Norm leaves today on the Gould, but has been here for the entire summer season starting in October. This is his first and probably only trip to the ice. It is an experience he looks upon as a once-in-a-lifetime opportunity involving many firsts for him: a ship voyage across the Drake Passage; travel to Spanish-speaking countries south of the equator; and living in Antarctica for seven months. The hard part has been spending so much time away from his family, something he is not willing to do again.
Norm has worked for a variety of companies in the Boston area operating and working on building and hospital maintenance systems. He has an Unlimited Refrigeration Technician, a Boiler Technician, and a Federal Reclaimers (for CFC and freon, hazmat) license. Norm says he would have been astounded two years ago if someone had told him that he would come to Antarctica, but he was looking for a change of pace and when the idea of working in Antarctica came up it rang all the bells as something he wanted to do.
In his job, he maintains all the basic systems that allow the station to run, does general repairs and gives station tours to the summer visitors from ships that visit. He has enjoyed his time here immensely. He is an avid rock hound (the area's rocks contain quartz, granite, basalt and iron pyrite) and geography buff--now he has been to a continent that only 3,500 researchers and 10,000 tourists a year out of 6 billion people get to visit. Norm feels very lucky to have come to the Peninsula. He views Palmer as the Grand Central Station of Antarctica. Everything, including wildlife, icebergs, fantastic scenery, ships, and planes (two British Twin Otters landed on the glacier behind the station on their way from Rothera to Chile for the winter) can be found here!
Answer 43: The Kelvin scale is the other universal temperature scale.
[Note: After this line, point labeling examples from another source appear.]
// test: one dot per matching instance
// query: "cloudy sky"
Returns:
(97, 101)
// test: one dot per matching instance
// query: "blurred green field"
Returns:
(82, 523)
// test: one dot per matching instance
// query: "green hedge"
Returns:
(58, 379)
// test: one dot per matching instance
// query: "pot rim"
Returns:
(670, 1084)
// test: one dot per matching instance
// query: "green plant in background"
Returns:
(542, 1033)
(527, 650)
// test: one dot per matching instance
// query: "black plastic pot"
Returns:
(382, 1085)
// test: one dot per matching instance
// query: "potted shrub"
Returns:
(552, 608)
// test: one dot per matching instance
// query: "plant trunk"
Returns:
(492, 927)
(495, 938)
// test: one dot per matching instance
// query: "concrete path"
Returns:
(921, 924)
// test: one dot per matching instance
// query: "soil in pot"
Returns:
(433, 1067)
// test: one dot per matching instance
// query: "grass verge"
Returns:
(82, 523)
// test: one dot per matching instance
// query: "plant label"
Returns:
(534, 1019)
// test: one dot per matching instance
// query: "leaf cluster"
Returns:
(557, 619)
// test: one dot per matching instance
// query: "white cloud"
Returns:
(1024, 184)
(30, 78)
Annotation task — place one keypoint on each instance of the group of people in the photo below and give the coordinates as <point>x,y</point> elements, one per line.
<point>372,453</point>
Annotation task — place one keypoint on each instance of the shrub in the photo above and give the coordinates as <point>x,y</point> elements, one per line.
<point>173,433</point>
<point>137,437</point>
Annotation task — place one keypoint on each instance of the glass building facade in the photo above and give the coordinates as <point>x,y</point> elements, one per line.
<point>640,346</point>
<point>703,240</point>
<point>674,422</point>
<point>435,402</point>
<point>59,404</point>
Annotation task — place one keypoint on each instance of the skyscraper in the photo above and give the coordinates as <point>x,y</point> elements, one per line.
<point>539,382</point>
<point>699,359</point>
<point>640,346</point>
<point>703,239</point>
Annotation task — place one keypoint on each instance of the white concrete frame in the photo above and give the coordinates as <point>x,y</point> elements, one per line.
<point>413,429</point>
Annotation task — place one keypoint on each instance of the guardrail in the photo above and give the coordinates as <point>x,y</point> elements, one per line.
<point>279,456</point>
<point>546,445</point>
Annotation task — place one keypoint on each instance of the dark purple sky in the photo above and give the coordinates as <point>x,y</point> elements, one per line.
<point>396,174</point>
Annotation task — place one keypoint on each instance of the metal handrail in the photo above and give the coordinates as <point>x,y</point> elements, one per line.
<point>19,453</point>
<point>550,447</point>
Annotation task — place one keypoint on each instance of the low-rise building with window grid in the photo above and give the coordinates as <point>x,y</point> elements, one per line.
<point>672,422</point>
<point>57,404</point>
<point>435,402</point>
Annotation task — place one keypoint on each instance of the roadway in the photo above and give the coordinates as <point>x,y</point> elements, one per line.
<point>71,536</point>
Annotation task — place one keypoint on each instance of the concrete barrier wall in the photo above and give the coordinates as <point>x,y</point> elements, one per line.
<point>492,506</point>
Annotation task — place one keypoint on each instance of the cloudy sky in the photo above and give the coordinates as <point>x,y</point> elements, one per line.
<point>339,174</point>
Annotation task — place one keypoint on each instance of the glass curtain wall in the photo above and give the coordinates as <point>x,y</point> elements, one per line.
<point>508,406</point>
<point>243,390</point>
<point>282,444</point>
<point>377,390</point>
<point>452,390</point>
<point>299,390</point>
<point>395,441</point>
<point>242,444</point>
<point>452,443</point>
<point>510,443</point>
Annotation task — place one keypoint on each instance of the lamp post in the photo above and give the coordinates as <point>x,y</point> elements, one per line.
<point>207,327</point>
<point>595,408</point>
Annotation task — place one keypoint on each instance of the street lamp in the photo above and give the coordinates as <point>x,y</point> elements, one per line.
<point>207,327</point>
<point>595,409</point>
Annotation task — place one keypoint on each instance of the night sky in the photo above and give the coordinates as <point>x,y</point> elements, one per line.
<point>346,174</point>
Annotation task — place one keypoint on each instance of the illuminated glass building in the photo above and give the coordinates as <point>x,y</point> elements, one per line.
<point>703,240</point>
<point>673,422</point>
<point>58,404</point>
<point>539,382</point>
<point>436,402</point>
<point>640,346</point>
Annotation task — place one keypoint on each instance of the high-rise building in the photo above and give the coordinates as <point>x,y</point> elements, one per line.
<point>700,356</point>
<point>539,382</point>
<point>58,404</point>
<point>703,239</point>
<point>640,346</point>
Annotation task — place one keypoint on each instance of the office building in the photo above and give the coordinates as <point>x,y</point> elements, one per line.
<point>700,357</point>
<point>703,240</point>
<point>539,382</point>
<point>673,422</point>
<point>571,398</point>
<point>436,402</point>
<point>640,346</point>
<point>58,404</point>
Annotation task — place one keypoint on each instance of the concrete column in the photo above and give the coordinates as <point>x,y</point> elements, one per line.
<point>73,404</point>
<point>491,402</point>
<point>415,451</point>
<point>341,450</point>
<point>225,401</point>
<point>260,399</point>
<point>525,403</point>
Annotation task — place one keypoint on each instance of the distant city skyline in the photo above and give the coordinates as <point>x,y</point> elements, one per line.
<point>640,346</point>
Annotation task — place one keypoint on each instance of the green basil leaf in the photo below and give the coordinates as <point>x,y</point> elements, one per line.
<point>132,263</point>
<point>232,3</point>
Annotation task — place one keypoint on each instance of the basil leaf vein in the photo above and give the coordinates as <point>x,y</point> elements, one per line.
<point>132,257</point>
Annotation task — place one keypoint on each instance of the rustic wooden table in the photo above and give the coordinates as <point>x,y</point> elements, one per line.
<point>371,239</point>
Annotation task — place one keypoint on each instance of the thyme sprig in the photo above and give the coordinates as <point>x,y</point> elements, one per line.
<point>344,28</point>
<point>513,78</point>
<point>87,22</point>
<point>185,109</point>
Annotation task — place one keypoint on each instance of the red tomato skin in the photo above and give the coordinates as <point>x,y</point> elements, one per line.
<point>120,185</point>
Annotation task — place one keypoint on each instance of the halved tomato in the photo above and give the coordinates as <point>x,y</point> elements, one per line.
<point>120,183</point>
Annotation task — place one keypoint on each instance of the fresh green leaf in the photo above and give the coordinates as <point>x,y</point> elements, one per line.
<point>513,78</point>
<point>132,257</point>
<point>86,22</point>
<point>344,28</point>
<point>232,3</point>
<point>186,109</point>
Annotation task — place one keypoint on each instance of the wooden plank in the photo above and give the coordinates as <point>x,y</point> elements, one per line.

Its degrees are measured in the same increments as the Centigrade scale but starts at absolute zero (equal to -273.16 degrees C). There is a special low-temperature scale called the Leyden scale. It uses the boiling points of hydrogen (-253 C) and oxygen (-183 C) as its fixed points and divides the interval using the Centigrade degree. The Reaumur scale, freezing point of water at 0 and boiling at 80 degrees, is still used in some areas of Europe.